On 03/07/2011 10:13 AM, Stewart, Robert wrote:
Chad Nelson wrote:
"Stewart, Robert"<Robert.Stewart@sig.com> wrote:
For example, on the "fast" part, if you had said that portability was your first priority, but that speed was a close second, you would have gained your point without the negative backlash that ensued.
Which is confusing to me, because to my eyes, it's merely a rephrasing of what's already there. One that fails to convey the enthusiasm I felt at the time, and still do to a lesser extent.
Of course I'm just rephrasing, but the result is different. Your version is to say that the library "is fast." Fast isn't an objective criteria, so the reader will ask, "Relative to what?" Since you don't specify the point of comparison and provide no benchmarks to explain, the reader then is free to suppose any point of comparison of their choosing.

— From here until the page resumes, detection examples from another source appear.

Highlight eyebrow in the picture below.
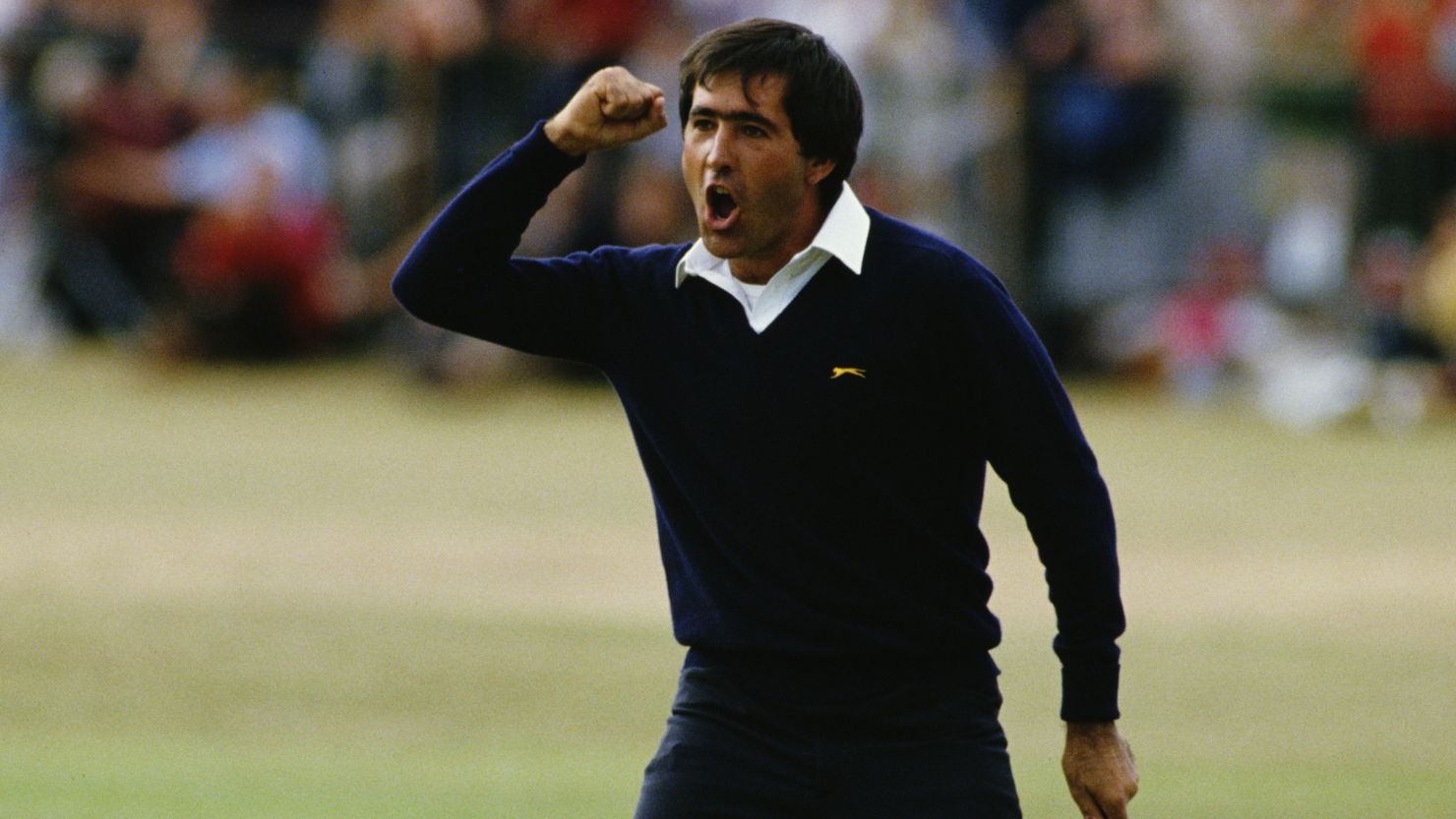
[688,105,779,131]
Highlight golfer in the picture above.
[394,19,1137,819]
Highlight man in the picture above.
[394,14,1137,819]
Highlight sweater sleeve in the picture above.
[392,122,612,364]
[977,273,1125,722]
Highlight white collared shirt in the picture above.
[677,185,870,333]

In my version, the statement is that speed is an important goal. How well you met that goal, how much it suffered due to portability being more important, etc., is left unspecified. That leaves the reader with a "warm fuzzy feeling" that you thought performance was important, but no room to infer their own point of comparison.

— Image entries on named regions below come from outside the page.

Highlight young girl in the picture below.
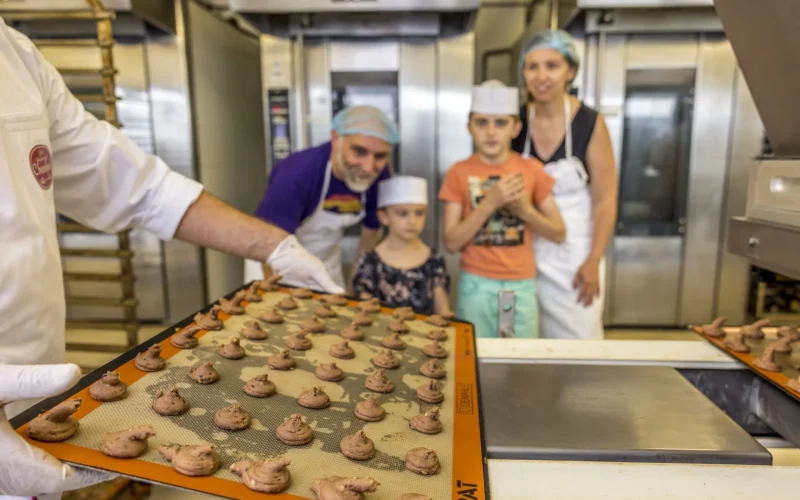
[353,176,451,314]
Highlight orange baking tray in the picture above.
[11,285,489,500]
[689,326,800,403]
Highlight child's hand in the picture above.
[484,174,525,210]
[508,196,535,219]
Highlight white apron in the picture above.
[244,162,366,289]
[522,97,605,340]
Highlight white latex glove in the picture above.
[0,363,114,499]
[267,235,344,294]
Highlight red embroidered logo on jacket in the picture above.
[28,144,53,189]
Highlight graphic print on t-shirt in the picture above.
[467,175,525,247]
[322,192,361,214]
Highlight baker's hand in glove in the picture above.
[0,363,114,497]
[267,235,344,294]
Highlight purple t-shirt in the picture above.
[256,142,391,233]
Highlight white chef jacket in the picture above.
[0,19,203,414]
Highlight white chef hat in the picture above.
[470,80,519,116]
[378,175,428,208]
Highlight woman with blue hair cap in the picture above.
[512,30,618,339]
[245,106,399,288]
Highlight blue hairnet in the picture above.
[333,106,400,144]
[518,30,581,82]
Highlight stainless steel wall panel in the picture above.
[146,1,206,323]
[432,33,475,305]
[594,33,625,323]
[304,40,333,149]
[678,35,736,324]
[610,236,683,326]
[187,2,267,302]
[714,72,764,324]
[398,40,440,245]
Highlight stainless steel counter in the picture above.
[480,362,772,465]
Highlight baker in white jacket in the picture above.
[0,18,342,498]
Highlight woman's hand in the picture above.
[572,258,600,307]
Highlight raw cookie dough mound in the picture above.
[358,298,381,314]
[408,407,442,434]
[102,425,156,458]
[189,361,219,385]
[314,363,344,382]
[355,396,386,422]
[406,448,439,476]
[419,358,447,378]
[297,387,331,410]
[194,304,222,330]
[267,349,297,370]
[372,351,400,370]
[275,413,314,446]
[775,335,796,353]
[422,340,447,358]
[364,368,394,394]
[722,333,750,352]
[389,319,411,333]
[381,333,406,350]
[27,398,81,443]
[701,316,728,337]
[217,337,245,359]
[300,316,327,333]
[339,320,364,340]
[242,373,276,398]
[219,290,247,316]
[753,344,781,372]
[133,344,167,372]
[311,476,381,500]
[392,307,417,321]
[244,283,264,302]
[158,444,219,476]
[339,429,375,460]
[230,457,292,493]
[153,387,189,417]
[89,372,128,401]
[239,321,267,340]
[328,340,356,359]
[417,380,444,404]
[314,304,339,318]
[258,307,283,325]
[319,295,347,306]
[169,323,202,349]
[253,274,283,292]
[425,314,453,328]
[739,319,769,340]
[352,312,373,328]
[425,328,447,342]
[278,297,297,311]
[289,288,314,299]
[214,403,250,431]
[286,330,311,351]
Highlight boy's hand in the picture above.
[508,196,535,219]
[485,174,525,210]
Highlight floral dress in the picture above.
[353,250,450,314]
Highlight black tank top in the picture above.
[511,103,597,182]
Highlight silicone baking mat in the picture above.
[12,289,488,500]
[689,326,800,402]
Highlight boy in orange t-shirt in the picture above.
[439,80,566,338]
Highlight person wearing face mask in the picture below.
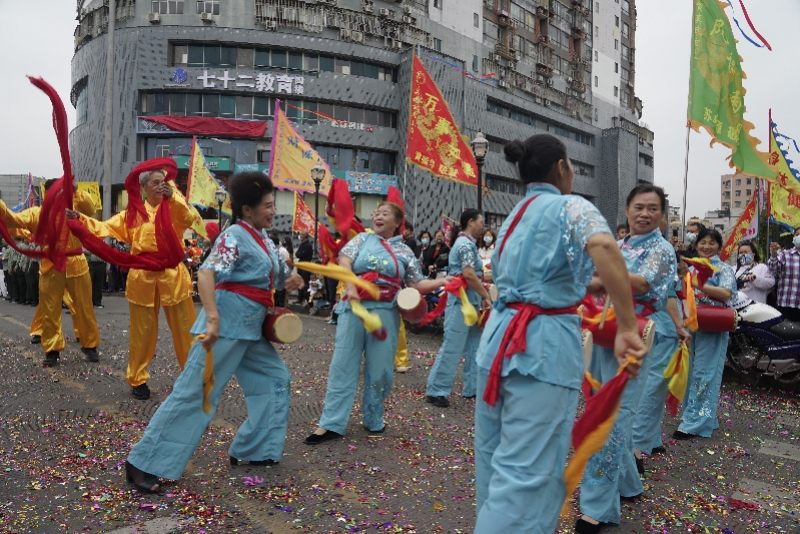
[478,228,497,265]
[736,241,775,304]
[769,228,800,321]
[672,228,736,440]
[681,221,706,258]
[414,230,431,262]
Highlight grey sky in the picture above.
[0,0,800,220]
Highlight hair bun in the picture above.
[503,139,528,163]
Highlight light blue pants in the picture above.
[319,308,400,434]
[475,368,579,534]
[581,346,650,524]
[128,338,291,480]
[426,295,482,397]
[678,331,728,438]
[633,333,679,454]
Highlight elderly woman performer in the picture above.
[69,162,198,400]
[125,172,302,493]
[305,202,452,445]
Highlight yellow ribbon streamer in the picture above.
[294,261,381,300]
[349,300,383,334]
[194,334,215,413]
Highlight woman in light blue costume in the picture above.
[632,218,692,468]
[575,184,678,534]
[475,134,645,534]
[425,208,492,408]
[305,202,452,445]
[125,173,303,492]
[672,228,737,439]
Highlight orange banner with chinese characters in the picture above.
[406,54,478,186]
[719,192,758,261]
[292,191,314,237]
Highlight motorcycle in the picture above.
[726,292,800,384]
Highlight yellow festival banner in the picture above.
[406,54,478,186]
[769,111,800,228]
[292,191,314,237]
[269,100,331,196]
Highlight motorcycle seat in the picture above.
[769,319,800,340]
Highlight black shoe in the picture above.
[229,456,280,467]
[81,347,100,362]
[636,458,644,475]
[575,518,605,534]
[131,383,150,400]
[425,395,450,408]
[303,430,344,445]
[42,350,60,367]
[125,461,161,493]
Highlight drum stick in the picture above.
[597,298,611,330]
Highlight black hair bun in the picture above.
[503,139,528,163]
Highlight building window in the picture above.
[150,0,183,15]
[75,84,89,126]
[197,0,219,15]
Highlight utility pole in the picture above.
[102,0,117,220]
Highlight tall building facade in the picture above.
[70,0,654,230]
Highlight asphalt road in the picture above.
[0,295,800,534]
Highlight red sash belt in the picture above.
[483,302,578,406]
[417,274,469,328]
[216,282,275,308]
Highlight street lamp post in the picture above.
[311,159,325,261]
[214,188,227,232]
[470,130,489,215]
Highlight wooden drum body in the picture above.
[584,315,656,352]
[397,287,428,324]
[262,309,303,343]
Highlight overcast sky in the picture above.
[0,0,800,217]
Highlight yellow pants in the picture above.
[125,295,197,388]
[394,318,408,368]
[37,269,100,353]
[31,288,81,339]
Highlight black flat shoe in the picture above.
[636,458,644,475]
[575,518,605,534]
[125,461,161,493]
[303,430,344,445]
[425,395,450,408]
[672,430,697,440]
[42,350,60,367]
[228,456,280,467]
[131,383,150,400]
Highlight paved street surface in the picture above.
[0,296,800,534]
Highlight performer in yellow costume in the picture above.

My version may not reveal your enthusiasm as obviously, but it comes close I think.
The documentation should primarily be accurate, rather than serve as marketing material. Frankly, talking about speed as a goal at all seems rather misleading, at least from what has been said in this discussion (I haven't examined the code nor run any benchmarks myself). Phil Endecott's benchmarks showed that for small fixed sizes, xint is hundreds of times slower than a hand-coded version, which I think we can all agree means that in this case xint can only be considered "very slow". For larger sizes, benchmarks comparing it to GMP and other alternative libraries are critical, I'd say. It appears, though, that anyone caring about speed would want to use GMP or another library, rather than xint. Speed is one of the primary reason that people use C++ at all, and that is why it is critical for C++ libraries to be as efficient as possible. This is particularly the case for a library like xint with the purpose of numeric computations, which may constitute a significant fraction of the program runtime. (In contrast, libraries like function and shared_ptr should obviously be as fast as possible, but we can expect that they will contribute to only a tiny fraction of the program run time.) The argument has been made that xint may serve primarily as a way to test an interface, and after it is standardized, compiler vendors will produce optimized implementations. However, Boost to a large extent has the reputation of containing, for the purposes its libraries support, the very best C++ libraries, rather than being merely a testing ground. Furthermore, I expect that even if its interface is somewhat better than that of GMP or other libraries, it will simply be unacceptable to most potential users that it is significantly slower, and therefore its interface won't actually get the testing that is desired.